Эта худущая старуха с проволочными очками на носу и с неизменной папироской во рту с давних пор числится у Лёни в самых непримиримых врагах. Когда-то она угощала Лёню конфетами и пряниками. Встретит, спросит: «Как жизнь, товарищ Галкин?» — и сунет конфету.
Почему она его так называла, десятилетний товарищ Галкин не задумывался, а сладости поедал с удовольствием, и отношения с соседкой в ту пору у него были прекрасные. Но постепенно они испортились. Однажды его за что-то сильно поругала мать. Он вышел на кухню, а там оказалась соседка. Должно быть, она слышала разговор Лени с матерью и пристыдила его. А он заявил, чтобы она не лезла не в свое дело, и ушёл, хлопнув дверью. Мать потом дополнительно поругала его за грубость. Тогда он почувствовал к соседке неприязнь и не стал заходить в её комнату за сладостями: маленький, что ли, сосать конфетки? Он вообще старался поменьше с ней встречаться. Это было нетрудно, потому что из своей комнаты Елена Максимовна выходила редко. Обеды она почти не готовила, а всё больше пила чай, разогревая его прямо в комнате на плитке, не отрываясь от чтения. Иногда Лёня всё-таки сталкивался с нею случайно, и тогда она, словно не замечая его неприязни, по-прежнему интересовалась, что у него нового, как идёт жизнь, и лезла с разными советами, даже с выговорами.
Вот и сейчас она потребовала, чтобы Лёня взял веник и убрал с пола просыпавшийся уголь. Лёня ухмыльнулся, думая, что Елена Максимовна шутит, но она настойчиво повторила:
— Бери, бери! Сумел свалить, сумей убрать!
— Да ладно вам, — отмахнулся Лёня.
— То есть как ладно? — рассердилась она и, подбежав к тазу, сама схватила веник и стала совать Лёне в руки.
Матери в кухне не было. Лёня, конечно, не думал подметать. Он небрежно ударил по венику, и тот вывалился из рук Елены Максимовны. У старухи даже очки на лбу подпрыгнули.
— Стыдно, товарищ Галкин! Лентяем растёшь! Бездельником! Подумай!
Этого Лёня уже совсем не мог стерпеть.
— Нечего мне думать!— крикнул он. — И не вам учить — бездельник! Сами нигде не работаете, только книжки читаете!
— Я? — От волнения Елена Максимовна сняла и протёрла очки.
Лёне стало смешно, что он так напугал старуху, и он захохотал.
— Вы! Вы!
— Что здесь происходит? — раздался сзади голос.
На пороге стояла мать. Лёня, не ответив, прошмыгнул в комнату. А в кухне обиженно, взволнованно заговорила Елена Максимовна.

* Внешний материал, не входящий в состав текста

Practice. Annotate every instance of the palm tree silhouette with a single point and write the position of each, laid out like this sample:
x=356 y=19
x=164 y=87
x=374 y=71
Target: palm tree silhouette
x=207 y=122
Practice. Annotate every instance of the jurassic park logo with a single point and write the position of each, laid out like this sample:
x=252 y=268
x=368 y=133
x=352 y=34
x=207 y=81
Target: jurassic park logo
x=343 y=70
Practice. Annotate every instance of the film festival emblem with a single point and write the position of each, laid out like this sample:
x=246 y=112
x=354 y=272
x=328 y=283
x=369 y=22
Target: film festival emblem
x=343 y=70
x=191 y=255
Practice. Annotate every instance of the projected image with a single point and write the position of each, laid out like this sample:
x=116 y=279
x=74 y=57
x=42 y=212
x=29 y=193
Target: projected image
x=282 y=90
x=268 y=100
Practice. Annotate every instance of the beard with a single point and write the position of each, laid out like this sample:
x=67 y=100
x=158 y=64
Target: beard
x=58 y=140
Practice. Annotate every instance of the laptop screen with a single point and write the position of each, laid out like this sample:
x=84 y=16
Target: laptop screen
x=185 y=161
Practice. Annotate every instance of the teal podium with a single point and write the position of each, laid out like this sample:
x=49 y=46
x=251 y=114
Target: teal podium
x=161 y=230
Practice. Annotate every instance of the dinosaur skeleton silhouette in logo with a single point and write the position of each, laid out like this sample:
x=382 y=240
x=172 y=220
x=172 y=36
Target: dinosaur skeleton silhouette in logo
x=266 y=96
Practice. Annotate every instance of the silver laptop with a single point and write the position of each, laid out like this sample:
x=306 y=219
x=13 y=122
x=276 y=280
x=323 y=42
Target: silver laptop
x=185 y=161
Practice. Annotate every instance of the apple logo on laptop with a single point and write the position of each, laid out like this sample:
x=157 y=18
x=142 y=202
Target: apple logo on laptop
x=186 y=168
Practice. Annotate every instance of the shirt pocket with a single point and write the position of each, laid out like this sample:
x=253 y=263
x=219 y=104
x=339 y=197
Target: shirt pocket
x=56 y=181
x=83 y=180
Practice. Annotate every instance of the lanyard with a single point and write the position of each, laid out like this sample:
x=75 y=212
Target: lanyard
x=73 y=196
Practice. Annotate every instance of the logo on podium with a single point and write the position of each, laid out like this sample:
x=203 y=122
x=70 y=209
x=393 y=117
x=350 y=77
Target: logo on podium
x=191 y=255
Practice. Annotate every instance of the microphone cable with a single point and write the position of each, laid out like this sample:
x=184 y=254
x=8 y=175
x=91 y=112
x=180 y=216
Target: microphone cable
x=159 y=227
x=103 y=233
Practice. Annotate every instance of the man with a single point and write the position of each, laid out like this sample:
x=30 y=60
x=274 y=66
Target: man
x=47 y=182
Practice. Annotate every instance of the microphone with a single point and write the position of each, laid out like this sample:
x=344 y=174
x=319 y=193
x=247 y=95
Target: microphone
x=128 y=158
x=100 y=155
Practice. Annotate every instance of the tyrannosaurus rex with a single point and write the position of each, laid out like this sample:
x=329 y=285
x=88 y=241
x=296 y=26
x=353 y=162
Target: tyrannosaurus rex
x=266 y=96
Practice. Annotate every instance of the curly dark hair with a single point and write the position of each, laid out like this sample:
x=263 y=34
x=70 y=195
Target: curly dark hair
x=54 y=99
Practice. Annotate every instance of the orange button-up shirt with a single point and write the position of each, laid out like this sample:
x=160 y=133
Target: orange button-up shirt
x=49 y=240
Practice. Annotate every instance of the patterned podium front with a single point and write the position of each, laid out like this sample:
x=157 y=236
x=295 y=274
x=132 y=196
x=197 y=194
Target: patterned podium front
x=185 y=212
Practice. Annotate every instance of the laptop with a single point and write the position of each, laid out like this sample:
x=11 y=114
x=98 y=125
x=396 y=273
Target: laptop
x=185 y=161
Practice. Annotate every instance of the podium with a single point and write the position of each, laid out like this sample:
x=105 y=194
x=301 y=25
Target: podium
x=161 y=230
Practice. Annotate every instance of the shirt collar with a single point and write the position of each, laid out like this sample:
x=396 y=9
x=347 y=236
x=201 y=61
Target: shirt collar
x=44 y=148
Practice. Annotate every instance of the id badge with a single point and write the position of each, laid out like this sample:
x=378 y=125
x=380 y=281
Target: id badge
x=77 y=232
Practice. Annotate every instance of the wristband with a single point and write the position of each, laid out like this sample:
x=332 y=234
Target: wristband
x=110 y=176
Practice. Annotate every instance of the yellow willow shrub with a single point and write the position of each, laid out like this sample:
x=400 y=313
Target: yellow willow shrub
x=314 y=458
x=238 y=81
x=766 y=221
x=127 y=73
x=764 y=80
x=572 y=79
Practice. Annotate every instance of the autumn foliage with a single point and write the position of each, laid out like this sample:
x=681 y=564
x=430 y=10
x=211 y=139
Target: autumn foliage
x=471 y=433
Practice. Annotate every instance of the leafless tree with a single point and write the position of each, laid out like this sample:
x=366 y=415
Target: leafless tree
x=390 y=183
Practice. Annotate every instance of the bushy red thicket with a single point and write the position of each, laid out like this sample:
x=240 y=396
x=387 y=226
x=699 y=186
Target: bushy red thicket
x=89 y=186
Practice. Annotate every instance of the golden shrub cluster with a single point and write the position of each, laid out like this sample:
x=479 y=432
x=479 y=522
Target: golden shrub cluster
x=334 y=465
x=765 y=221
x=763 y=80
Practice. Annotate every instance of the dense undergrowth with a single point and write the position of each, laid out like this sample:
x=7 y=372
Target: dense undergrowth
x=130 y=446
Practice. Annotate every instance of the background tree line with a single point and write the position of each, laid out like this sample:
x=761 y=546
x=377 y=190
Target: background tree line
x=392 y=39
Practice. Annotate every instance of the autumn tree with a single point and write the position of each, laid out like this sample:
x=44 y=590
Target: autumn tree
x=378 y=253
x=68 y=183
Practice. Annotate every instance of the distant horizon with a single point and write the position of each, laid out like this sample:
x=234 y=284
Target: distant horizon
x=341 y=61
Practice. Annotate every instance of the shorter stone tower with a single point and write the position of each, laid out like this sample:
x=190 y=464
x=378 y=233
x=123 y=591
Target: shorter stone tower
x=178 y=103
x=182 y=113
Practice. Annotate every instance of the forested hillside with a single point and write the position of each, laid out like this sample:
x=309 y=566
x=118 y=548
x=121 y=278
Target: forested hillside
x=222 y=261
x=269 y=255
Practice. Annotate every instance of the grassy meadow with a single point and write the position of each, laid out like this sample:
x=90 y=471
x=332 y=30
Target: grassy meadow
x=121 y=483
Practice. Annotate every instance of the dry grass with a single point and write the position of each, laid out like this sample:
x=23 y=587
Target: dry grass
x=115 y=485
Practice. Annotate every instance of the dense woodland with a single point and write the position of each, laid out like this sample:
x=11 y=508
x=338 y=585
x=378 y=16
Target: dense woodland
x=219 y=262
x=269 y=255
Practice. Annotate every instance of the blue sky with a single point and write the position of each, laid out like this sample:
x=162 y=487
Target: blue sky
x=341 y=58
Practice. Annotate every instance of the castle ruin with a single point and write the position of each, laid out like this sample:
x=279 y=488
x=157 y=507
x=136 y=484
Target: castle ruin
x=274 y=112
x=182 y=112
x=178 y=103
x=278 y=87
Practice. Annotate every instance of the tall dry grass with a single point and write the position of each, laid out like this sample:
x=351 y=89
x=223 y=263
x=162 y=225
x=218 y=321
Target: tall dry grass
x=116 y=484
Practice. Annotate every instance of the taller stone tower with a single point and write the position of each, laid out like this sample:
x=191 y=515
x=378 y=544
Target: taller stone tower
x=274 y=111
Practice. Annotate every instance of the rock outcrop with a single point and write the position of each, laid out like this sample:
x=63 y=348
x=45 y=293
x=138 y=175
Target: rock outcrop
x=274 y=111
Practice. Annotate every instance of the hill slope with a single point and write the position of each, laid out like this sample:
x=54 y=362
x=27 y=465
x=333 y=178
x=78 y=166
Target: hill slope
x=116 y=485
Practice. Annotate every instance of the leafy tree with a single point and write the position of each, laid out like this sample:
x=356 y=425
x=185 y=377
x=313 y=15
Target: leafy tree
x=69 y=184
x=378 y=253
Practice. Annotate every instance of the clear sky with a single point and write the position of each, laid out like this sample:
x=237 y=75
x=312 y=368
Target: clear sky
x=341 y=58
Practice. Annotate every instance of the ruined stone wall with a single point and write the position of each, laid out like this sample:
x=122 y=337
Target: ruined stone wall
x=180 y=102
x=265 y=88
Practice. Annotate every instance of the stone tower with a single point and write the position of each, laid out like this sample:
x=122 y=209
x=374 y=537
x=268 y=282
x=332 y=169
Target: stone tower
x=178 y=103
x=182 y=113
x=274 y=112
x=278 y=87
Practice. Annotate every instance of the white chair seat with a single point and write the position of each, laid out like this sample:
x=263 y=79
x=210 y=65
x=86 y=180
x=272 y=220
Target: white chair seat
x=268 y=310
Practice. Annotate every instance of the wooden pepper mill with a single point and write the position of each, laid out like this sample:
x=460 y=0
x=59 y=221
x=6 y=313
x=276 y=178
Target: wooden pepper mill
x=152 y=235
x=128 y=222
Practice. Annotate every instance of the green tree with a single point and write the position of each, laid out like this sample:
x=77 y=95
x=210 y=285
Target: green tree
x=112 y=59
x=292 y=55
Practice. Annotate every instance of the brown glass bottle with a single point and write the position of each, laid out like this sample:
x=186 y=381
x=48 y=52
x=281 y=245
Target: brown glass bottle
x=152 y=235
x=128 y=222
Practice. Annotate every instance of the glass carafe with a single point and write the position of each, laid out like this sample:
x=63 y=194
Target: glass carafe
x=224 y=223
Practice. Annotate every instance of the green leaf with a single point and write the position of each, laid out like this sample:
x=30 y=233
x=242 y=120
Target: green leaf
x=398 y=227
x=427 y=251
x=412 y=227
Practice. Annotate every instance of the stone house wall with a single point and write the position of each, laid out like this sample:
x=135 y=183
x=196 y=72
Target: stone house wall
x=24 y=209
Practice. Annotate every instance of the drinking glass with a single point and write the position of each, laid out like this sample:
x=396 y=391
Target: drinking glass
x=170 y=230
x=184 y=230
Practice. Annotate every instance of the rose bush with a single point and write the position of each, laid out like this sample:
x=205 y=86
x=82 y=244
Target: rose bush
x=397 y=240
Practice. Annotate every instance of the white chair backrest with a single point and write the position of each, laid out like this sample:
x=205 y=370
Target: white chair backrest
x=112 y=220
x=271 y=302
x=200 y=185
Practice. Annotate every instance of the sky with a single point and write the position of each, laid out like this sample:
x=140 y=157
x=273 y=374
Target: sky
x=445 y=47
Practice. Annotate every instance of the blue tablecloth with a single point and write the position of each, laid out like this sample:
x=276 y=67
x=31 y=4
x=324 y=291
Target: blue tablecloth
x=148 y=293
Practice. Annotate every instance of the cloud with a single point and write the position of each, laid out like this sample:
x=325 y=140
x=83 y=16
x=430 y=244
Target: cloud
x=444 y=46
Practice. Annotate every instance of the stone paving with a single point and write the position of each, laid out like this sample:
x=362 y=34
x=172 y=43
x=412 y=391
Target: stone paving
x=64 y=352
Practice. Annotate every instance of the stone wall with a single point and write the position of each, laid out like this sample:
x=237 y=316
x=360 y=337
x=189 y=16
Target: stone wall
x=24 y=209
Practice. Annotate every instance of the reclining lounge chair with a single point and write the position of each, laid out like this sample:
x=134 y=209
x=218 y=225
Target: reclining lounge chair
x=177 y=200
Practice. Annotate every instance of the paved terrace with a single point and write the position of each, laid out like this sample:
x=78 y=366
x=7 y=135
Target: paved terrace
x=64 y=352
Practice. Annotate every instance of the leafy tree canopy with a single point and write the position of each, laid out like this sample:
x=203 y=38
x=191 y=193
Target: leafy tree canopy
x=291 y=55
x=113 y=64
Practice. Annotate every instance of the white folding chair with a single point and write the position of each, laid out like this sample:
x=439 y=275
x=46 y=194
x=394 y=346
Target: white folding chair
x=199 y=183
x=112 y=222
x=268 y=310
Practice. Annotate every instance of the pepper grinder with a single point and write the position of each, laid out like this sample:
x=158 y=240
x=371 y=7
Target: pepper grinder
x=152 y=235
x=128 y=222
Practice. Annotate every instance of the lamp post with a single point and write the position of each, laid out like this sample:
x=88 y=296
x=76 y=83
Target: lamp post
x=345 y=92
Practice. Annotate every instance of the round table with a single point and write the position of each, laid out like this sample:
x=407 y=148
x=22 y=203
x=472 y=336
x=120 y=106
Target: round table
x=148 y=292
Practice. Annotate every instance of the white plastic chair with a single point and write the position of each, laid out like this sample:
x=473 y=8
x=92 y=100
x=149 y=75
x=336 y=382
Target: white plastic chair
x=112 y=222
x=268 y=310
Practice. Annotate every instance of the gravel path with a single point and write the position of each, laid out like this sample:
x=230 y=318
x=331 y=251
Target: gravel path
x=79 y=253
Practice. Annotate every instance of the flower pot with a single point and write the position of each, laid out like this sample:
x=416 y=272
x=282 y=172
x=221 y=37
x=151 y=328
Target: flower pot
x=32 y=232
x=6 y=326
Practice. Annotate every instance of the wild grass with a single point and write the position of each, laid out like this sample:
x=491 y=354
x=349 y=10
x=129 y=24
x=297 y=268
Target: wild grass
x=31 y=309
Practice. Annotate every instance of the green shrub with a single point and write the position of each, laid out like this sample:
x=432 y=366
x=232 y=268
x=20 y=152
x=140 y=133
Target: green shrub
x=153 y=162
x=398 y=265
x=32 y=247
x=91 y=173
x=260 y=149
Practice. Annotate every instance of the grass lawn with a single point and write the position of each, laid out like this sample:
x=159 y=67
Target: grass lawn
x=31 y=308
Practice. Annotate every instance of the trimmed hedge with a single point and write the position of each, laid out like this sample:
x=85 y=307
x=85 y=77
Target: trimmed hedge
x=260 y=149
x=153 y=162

Лёня раскрыл учебник по истории, но заниматься не мог: глядя на страницу, он ждал мать. Она не замедлила явиться. Остановилась посередине комнаты, посмотрела на Лёню с грустью, потом тихо произнесла с такой горечью, будто обижена была не соседка, а она сама:
— Что же ты людей оскорбляешь? Елена Максимовна сорок лет проработала! Пенсию от государства получает персональную, заслуженный она человек, а ты… непутёвый ты у меня, несуразный… Эх, Леонид!
Она опять ушла в кухню и долго не приходила, а Лёня сидел перед раскрытым учебником и припоминал события последних дней — в школе, со Стасом и дома. Ну, почему действительно всё складывается у него так плохо? Разве хочется ему, чтоб его вечно ругали? И разве хотел он обидеть соседку? Почему же всегда не везет именно ему, а у всех остальных, на кого ни посмотришь, жизнь вполне нормальная: и у Стаса, и у Шереметьева, и у этого Федьки.
Или и вправду он непутёвый и несуразный, как говорит мать?
Но что же сделать ему, чтоб стать другим, что?